From 2004 to 2011, the overseas social market was dominated by Facebook Inc.

  • From 2004 to 2005, Facebook Inc completed the user generalization from colleges and universities to the whole people.

  • From 2006 to 2007, it upgraded from a social network to an open platform

  • From 2008 to 2011, its strategic layout of globalization has been rolled out in an all-round way. As a result, Facebook Inc officially landed on Nasdaq in early 2012, and the company's social network is beginning to take shape.

But today, the well-known overseas social apps we know are not just Facebook Inc himself. This is all due to a number of major investment mergers and acquisitions that Facebook Inc completed one after another from 2012 to 2016.

复盘Facebook扩张史:不只买买买那么简单

The above table lists only some typical events. In fact, Facebook Inc has already made more than 100 mergers and acquisitions.

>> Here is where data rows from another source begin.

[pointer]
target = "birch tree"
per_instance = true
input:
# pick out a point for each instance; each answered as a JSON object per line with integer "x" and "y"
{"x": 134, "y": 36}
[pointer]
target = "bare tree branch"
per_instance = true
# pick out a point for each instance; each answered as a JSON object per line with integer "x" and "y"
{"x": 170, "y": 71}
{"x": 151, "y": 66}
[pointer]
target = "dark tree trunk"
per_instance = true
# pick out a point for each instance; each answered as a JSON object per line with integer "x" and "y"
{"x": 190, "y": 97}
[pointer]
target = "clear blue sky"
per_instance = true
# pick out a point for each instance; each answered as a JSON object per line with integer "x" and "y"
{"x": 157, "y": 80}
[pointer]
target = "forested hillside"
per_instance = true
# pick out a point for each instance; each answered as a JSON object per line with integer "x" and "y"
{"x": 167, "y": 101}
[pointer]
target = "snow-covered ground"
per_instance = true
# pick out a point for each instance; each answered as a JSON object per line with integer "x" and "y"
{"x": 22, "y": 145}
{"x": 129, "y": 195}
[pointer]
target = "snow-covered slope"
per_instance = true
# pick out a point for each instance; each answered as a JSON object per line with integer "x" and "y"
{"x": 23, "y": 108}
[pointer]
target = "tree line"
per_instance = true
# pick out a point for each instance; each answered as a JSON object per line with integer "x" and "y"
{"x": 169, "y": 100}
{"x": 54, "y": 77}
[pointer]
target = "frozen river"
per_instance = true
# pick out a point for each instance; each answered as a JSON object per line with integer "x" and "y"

But we can find that it was the three major acquisitions from 2012 to 2014 that made Facebook Inc the five major social product matrices that Facebook Inc has today: Facebook Inc, Messenger, Instagram, WhatsApp and Oculus.

Among them, Messenger was spun off from Facebook Inc's main app, Instagram was bought for nearly $1 billion in 2012, while WhatsApp and Oculus were acquired at a huge cost in 2014.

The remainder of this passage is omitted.